Acompaña con su escrito copia del Auto de 8 de febrero de 2022, de la Sección Séptima de la Audiencia Provincial de Madrid, desestimatorio del recurso de apelación interpuesto contra el Auto del Juzgado de Instrucción nº 32 de Madrid, de 14 de diciembre de 2021; un informe pericial “con fecha de sanidad 18/09/2020” e informes médicos del desarrollo de su enfermedad (folios 10 a 75).

SEGUNDO.- Del estudio del expediente resultan los siguientes hechos, de interés para la emisión del presente dictamen:

La reclamante, nacida en 1976, con antecedentes de lipomas gigantes múltiples por los que se sometió a cirugía menor ambulatoria en varias ocasiones, el día 8 de enero de 2019, acudió al Centro de Salud Párroco Julio Morate refiriendo odinofagia, malestar general e inflamación de ganglios. Fue diagnosticada de faringitis sin que conste en la historia clínica que se le realizara exploración física alguna.

Con fecha 17 de enero de 2019, la paciente consultó de nuevo por un cuadro de diarrea nocturna, malestar y escalofríos. “Faringe irritada con moco”, siendo diagnosticada de diarrea infecciosa.

Según resulta del informe del SUMMA 112, el día 26 de enero de 2019 se solicitó a las 11:17 horas asistencia sanitaria por personal del centro de salud para “paciente con dolor en zona cervical desde ayer”. El médico que coordinó la llamada derivó a la paciente, por sus medios, al Servicio de Urgencias de Atención Primaria. No consta en el expediente que la paciente acudiera a dicho servicio.

El día 28 de enero de 2019 acudió, sin cita, a su centro de salud. Según recoge la historia clínica, “lleva 3 días con 38.5 y mialgias, tos seca”. A la exploración física, buen estado general (BEG) y auscultación cardiopulmonar normal, siendo diagnosticada de gripe.

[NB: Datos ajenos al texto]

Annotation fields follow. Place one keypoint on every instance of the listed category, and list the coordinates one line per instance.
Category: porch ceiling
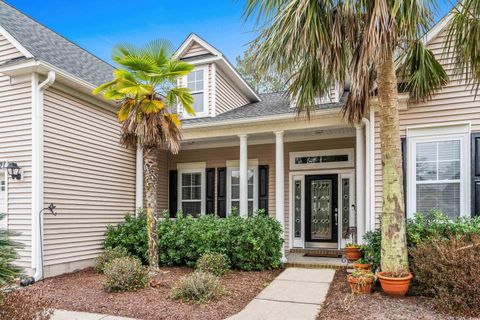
(269, 137)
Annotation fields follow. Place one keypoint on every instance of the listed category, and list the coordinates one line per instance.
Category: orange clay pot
(362, 266)
(360, 285)
(396, 287)
(353, 254)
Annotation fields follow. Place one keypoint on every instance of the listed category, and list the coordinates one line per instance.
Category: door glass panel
(297, 209)
(321, 198)
(345, 206)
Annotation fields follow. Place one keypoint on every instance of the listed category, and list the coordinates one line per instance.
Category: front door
(321, 210)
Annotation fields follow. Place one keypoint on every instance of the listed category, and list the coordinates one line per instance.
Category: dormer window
(197, 82)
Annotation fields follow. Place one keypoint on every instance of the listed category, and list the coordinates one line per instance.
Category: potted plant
(361, 281)
(395, 283)
(353, 252)
(362, 264)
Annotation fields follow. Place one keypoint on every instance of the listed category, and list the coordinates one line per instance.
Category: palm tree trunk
(394, 243)
(151, 183)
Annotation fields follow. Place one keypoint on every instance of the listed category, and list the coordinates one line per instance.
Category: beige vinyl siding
(87, 174)
(454, 103)
(265, 153)
(195, 49)
(7, 50)
(16, 146)
(227, 96)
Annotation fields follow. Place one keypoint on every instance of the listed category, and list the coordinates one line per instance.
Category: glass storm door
(321, 211)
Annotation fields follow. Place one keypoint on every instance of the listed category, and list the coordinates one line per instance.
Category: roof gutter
(37, 173)
(318, 114)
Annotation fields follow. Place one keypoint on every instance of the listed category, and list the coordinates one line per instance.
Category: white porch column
(360, 179)
(139, 179)
(280, 186)
(243, 210)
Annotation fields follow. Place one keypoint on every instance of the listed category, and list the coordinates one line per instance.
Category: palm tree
(146, 92)
(322, 42)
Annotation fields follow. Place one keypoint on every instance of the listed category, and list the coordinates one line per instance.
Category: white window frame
(4, 223)
(205, 112)
(229, 187)
(324, 165)
(460, 132)
(186, 169)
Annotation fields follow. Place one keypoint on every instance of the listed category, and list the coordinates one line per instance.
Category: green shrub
(131, 235)
(125, 274)
(215, 263)
(8, 254)
(107, 256)
(199, 287)
(251, 243)
(449, 270)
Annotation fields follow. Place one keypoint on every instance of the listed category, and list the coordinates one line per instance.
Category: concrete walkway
(73, 315)
(295, 294)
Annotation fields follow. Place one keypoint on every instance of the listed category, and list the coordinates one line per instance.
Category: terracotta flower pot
(362, 266)
(353, 253)
(396, 287)
(360, 285)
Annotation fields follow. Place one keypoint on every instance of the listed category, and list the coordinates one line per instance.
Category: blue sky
(98, 25)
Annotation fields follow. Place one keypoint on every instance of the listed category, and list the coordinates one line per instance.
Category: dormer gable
(216, 85)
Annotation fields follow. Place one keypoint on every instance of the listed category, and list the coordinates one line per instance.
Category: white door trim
(300, 175)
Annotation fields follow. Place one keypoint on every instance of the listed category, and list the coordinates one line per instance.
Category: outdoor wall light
(14, 171)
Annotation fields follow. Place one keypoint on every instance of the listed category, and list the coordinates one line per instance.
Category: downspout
(368, 180)
(37, 174)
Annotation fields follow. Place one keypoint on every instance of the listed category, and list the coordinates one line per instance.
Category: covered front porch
(313, 176)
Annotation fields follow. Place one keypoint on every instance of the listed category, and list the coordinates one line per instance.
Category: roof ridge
(56, 33)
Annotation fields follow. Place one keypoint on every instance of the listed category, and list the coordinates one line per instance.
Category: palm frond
(463, 39)
(421, 72)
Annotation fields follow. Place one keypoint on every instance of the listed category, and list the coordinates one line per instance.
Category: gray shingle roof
(272, 104)
(46, 45)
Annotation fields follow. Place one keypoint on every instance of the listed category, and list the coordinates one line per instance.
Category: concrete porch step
(299, 260)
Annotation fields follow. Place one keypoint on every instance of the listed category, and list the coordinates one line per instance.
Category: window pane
(196, 179)
(250, 191)
(236, 205)
(426, 151)
(444, 197)
(186, 179)
(426, 171)
(235, 192)
(198, 102)
(193, 208)
(235, 177)
(449, 150)
(250, 208)
(449, 170)
(186, 193)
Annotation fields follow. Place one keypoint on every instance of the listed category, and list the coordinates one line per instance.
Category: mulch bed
(83, 291)
(342, 304)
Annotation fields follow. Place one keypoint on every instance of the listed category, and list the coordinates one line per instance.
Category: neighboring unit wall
(265, 153)
(454, 103)
(227, 96)
(87, 174)
(16, 146)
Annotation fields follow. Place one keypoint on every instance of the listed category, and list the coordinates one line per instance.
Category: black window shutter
(475, 172)
(263, 188)
(222, 192)
(173, 193)
(210, 190)
(404, 169)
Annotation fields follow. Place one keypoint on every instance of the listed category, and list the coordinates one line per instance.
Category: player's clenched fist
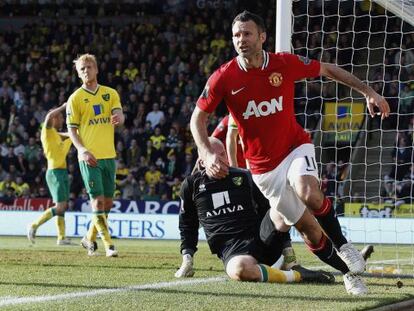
(186, 270)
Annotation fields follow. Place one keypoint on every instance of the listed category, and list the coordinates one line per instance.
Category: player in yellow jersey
(55, 147)
(92, 112)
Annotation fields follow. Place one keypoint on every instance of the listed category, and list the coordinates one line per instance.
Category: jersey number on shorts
(310, 163)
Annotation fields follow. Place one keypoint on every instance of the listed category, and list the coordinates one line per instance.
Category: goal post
(359, 169)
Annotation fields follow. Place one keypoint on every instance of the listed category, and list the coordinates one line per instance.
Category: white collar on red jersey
(242, 63)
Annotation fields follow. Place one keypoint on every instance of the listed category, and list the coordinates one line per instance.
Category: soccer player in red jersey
(258, 89)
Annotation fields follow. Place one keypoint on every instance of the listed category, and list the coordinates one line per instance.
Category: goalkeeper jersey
(229, 208)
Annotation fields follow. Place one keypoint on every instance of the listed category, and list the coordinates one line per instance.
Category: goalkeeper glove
(186, 269)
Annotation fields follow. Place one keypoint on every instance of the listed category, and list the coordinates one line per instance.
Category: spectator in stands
(157, 138)
(155, 115)
(142, 188)
(152, 176)
(151, 195)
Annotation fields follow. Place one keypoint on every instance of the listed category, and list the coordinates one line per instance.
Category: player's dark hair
(246, 16)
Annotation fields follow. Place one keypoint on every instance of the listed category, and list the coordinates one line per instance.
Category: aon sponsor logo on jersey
(263, 108)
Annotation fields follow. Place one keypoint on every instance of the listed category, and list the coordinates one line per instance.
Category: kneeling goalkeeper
(238, 228)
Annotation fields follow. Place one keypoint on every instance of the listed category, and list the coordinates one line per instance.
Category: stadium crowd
(158, 62)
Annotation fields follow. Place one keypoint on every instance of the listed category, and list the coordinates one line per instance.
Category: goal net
(366, 164)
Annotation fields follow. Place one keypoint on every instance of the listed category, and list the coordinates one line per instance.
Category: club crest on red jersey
(275, 79)
(204, 94)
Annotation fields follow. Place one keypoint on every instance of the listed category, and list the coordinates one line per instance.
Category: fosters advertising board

Al día siguiente, 29 de enero, tuvo que acudir de nuevo al presentar además contractura. “Ya está con aine y paracetamol, le añado diazepam”.

Dos días después, el 31 de enero de 2019 acude sola al centro de salud con muy mal estado general, disneica, con signos de bajo gasto y cianótica. “Refiere no mejora pese al tratamiento sintomático y disnea desde anoche”. En la exploración física se auscultan crepitantes y roncus gruesos en todo el campo pulmonar derecho y crepitantes izquierdos; se realiza ECG: QRS estrecho a 140. Se objetiva fiebre de 38.8ºC y una saturación de 63%; se administra oxígeno y la saturación sube a 74; se avisa al SUMMA, que traslada a la paciente al Hospital Universitario Fundación Jiménez Díaz.

A su llegada al Servicio de Urgencias de la Fundación Jiménez Díaz se objetiva que presenta una tensión arterial de 194/90, saturación de oxígeno del 87% con reservorio, FR 41 n rpm, febril y con una FC de 137 lpm. Se administran 2 gr de ceftriaxona con 2 litros de suero Ringer y 500 mg de levofloxacino; se activó el código “Sepsis”. Se objetivó en la Rx tórax la presencia de derrame pleural izdo, infiltrado en todo el hemitórax dcho, siendo diagnosticada de “neumonía adquirida en la comunidad” y fue ingresada en la UCI para su tratamiento.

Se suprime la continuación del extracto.